Nitpicker wrote:Neufer, that strikes me as a rather obfuscated explanation. (At least I know it is really you.)

Assuming a planet is only orbiting one star, and assuming the only significant components to the analemma are eccentricity and axial tilt:

4) A planet with an eccentric orbit and some axial tilt, will have an analemma which may or may not cross itself (oval, teardrop, peanut, or figure-8 shaped), depending on whether the component of eccentricity is dominant enough to overcome the cross-over inherent in the tilt component.

Well, I can't help much with Art's interpretation but it may not be in conflict with your statements. It seems he is relating analemma crossing to EOT derivatives. I don't think he's disagreeing with you that eccentricity does affect crossing.
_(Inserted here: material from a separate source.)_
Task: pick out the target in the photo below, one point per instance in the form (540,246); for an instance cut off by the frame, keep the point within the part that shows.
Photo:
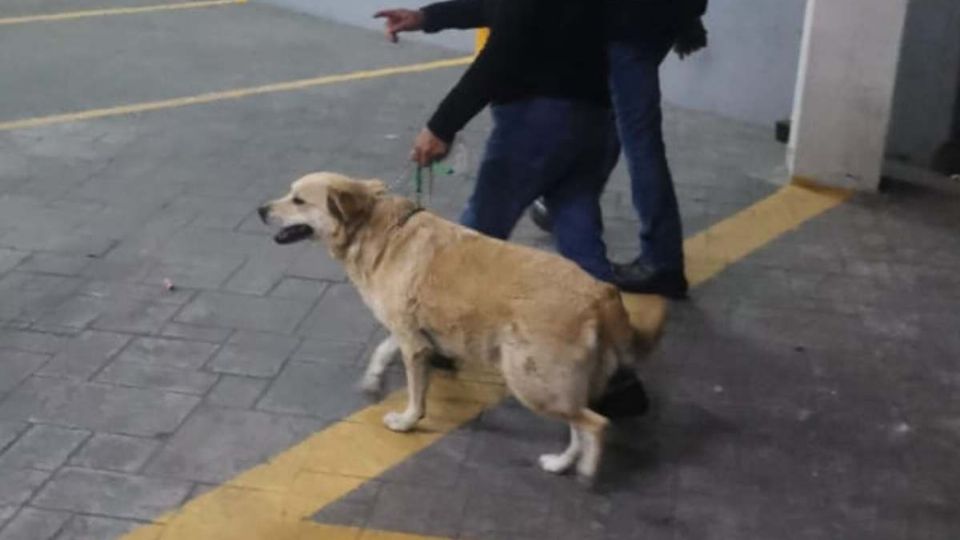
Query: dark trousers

In fact he'd quickly say that the crossing shares a coupled dependence between e and ε. However, I do find his discussion overly abstract. My contribution below is not easy to understand either, but you may find the result helpful.

Anyway, I decided to try to express analemma crossing mathematically in terms of the key parameters. This is not an easy problem. My reasoning was founded in an equivalence condition between EOT 1st and 2nd derivatives, but likely not related to Art's reasoning. By looking at the threshold condition for crossing in terms of the derivatives, I realized that one might be able to express an upper bound for crossing, i.e. given an axis tilt, the eccentricity must be < xxx for analemma crossing to occur. I soon remembered another significant factor that would have to be modeled. I call it Δ and it is defined as the angle between the Line of Apsides and the Line of Solstice (a similar line connecting the planet's summer and winter solstice orbital positions). Δ is a parameter that describes the apparent analemma tip. For Earth, if Δ = 0° then our "high noon" analemma would appear truly vertical (which it doesn't). Since the perihelion dates are ~13 days after the solstice, |Δ| ≈ 13°.

After some bona-fide derivation and brute force analysis, I derived a very good approximation for the upper bound eccentricity limit for analemma crossing. I only tested it for Earth and Mars having axis tilts (ε) ranging from 1° to ~70°, and Δ ranging from 0° to 65°. For all cases, the threshold eccentricity for crossing landed within 1% of the analemma models, and the predicted threshold eccentricity ranged from <0.0001 to ~3.3.

Thresold Eccentricity for Analemma Crossing.JPG

I don't tout this to be a general solution for all conditions, but it is surprisingly accurate over a fairly broad test window. I haven't run across this relationship before and I'm probably the only one geeky enough to enjoy this find.